D'après le ministère de l'Environnement et de l'Energie, "entre 3 800 et 4 000 hectares d'eucalyptus se sont perdus; c'était une culture étrangère à la biodiversité des tropiques qui a entraîné la ruine de nombreuses familles". "La nature est sage et ne se trompe pas", a dit a Tierramérica le spécialiste Luis Quirós, ingénieur au ministère de l'Environnement. "Nous ne pouvons pas forcer des espèces provenant d'autres latitudes à s'adapter à nos conditions", a-t-il ajouté.

M. Quirós, chef de la sous-région de San José, a dit que l'Amérique latine a souffert, au cours des dernières décennies, d'une série de modes, propagées par des spécialistes internationaux. "De nombreux organismes viennent nous voir et nous conseillent sur ce qu'il faut planter, en fonction des succès obtenus dans les pays du Nord, mais ils ne tiennent pas compte des fléaux et des conditions locales des tropiques", a-t-il affirmé.

La culture de l'eucalyptus, un arbre à croissance rapide et ayant une grande capacité d'absorption de l'eau, a été encouragée en tant que nouvelle culture forestière vers la fin des années 80 et le début des années 90, afin de réduire la pression sur les forêts natives qui entraînait leur déforestation.

L'Etat a mis en place un système d'avantages économiques au bénéfice des propriétaires de terres occupées par des eucalyptus.
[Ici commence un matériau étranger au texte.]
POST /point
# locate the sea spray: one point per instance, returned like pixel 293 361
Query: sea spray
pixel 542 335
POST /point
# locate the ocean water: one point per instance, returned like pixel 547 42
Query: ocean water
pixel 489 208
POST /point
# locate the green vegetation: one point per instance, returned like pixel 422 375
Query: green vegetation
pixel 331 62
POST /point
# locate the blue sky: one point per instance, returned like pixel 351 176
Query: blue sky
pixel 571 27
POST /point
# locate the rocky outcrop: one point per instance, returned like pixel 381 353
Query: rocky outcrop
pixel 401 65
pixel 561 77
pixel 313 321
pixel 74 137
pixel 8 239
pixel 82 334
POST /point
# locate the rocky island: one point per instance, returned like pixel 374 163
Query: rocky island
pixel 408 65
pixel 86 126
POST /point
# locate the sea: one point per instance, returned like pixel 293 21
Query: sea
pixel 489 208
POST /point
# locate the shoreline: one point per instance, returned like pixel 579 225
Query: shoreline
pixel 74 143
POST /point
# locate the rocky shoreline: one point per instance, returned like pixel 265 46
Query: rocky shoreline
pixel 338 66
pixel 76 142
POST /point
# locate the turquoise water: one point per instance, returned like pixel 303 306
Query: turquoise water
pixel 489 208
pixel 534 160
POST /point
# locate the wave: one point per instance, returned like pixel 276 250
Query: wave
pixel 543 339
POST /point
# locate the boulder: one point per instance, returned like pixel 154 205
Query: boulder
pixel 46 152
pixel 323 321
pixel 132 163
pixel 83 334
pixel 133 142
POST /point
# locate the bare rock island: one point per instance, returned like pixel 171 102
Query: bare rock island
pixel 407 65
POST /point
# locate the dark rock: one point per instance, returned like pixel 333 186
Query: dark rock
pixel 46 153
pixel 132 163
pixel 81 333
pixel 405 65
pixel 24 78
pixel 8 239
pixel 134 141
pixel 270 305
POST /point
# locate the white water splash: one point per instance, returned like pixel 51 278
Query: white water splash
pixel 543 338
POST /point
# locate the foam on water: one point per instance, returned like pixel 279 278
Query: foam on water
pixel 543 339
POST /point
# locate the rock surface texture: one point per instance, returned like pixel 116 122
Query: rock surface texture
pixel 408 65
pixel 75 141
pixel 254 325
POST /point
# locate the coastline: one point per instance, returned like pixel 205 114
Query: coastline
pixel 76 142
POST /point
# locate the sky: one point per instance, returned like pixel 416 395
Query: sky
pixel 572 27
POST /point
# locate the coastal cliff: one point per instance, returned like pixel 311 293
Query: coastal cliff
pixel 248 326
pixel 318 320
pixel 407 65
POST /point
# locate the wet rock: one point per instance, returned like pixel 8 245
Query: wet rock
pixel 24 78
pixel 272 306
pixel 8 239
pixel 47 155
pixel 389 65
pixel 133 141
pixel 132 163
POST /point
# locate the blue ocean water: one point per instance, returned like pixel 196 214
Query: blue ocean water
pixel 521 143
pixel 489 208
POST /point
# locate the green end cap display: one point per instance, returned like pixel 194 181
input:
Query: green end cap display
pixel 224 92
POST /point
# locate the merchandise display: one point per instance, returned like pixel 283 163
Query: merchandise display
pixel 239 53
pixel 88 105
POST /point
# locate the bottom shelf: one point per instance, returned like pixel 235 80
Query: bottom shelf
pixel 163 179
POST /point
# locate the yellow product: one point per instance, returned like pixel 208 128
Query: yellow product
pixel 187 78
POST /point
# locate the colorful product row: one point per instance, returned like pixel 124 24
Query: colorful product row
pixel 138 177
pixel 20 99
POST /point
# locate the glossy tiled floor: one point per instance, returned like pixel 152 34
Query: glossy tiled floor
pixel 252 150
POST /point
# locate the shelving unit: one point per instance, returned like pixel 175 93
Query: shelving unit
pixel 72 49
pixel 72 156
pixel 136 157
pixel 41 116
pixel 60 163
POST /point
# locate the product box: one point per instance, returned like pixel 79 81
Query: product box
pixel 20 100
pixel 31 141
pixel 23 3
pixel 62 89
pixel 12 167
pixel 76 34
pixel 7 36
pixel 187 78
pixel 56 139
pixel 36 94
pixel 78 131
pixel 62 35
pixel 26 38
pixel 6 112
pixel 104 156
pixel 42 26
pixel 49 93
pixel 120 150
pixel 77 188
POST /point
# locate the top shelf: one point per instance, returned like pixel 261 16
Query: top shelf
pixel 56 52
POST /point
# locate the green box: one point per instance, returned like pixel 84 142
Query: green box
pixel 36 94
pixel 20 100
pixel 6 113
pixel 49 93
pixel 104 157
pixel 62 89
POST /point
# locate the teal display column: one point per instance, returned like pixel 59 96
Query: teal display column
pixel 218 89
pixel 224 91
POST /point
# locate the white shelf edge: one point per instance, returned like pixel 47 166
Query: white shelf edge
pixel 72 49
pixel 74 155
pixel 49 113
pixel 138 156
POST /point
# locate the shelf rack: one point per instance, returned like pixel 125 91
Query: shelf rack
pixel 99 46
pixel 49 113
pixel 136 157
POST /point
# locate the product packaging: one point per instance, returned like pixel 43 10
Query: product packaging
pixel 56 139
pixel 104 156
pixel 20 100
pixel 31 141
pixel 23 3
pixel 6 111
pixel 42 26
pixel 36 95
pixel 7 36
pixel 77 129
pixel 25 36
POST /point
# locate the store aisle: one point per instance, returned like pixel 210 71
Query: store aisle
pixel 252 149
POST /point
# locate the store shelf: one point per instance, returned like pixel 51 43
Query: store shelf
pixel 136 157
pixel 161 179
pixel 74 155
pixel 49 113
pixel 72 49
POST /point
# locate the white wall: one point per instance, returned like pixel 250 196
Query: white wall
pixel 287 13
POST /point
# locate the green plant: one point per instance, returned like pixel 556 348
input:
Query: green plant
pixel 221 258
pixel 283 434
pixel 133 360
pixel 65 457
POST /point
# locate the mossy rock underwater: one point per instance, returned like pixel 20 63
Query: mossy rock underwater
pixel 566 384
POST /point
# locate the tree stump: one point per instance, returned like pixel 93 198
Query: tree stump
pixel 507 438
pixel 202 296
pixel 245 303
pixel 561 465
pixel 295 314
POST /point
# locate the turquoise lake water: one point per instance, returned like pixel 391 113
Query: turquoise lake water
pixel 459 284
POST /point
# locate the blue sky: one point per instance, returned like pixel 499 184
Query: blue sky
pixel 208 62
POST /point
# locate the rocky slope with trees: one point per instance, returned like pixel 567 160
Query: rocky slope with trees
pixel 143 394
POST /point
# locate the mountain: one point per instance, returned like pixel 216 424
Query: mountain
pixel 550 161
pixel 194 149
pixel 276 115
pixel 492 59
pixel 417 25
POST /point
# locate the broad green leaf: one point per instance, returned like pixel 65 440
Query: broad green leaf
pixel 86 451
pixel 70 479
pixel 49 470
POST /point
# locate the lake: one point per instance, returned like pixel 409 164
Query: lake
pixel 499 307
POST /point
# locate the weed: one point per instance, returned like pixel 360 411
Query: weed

Le but était de destiner le bois ainsi produit à la fabrication de meubles et de panneaux contreplaqués.

Tout s'est bien passé pendant les trois premières années mais, au cours de la quatrième, les arbres se sont arrêtés de croître et ont commencé à développer la maladie que les habitants locaux appellent "la mort lente". "Nous avons consacré énormément de travail à ce projet, mais tout a été perdu" a dit a Tierramérica Ronald Rodríguez, agriculteur âgé de 47 ans qui avait planté 100 hectares d'arbres en 1990.

Les scientifiques ont découvert que les sols n'étaient pas aptes à la culture de l'eucalyptus étant donné que la racine de cette espèce n'est pas capable d'atteindre certaines profondeurs en raison de la nature argileuse de certains terrains. Ceci a favorisé le développement de champignons et, par la suite, de thermites, qui ont, peu à peu, détruit internement l'écorce des arbres qui ont ainsi séché petit à petit.
"Considérant ce que l'Etat m'avait apporté plus ce que j'ai apporté moi-même, j'ai perdu au total, près de 500 mille dollars. Pour certaines familles cela s'est très mal passé car elles avaient espéré que l'eucalyptus serait leur projet de vie" a ajouté M. Rodríguez.

Aujourd'hui, les scientifiques, les producteurs et les environnementalistes sont d'accord sur la morale laissée par l'eucalyptus: des recherches et des expériences préalables sont nécessaires afin de promouvoir massivement une espèce exotique. Alexandro Bonilla, géographe et environnementaliste, a affirmé à Tierramérica que "des études suffisantes son nécessaires avant d'entraîner dans ce genre de projet des producteurs et des paysans qui, en dernier lieu, sont ceux qui souffrent davantage".

Certains spécialistes soulignent qu'il est nécessaire de profiter davantage des espèces locales avant de pêcher de "malinchismo" écologique (inclination pour ce qui vient de l'étranger) en encourageant la culture de variétés d'arbres provenant d'autres latitudes sans expérimentation préalable.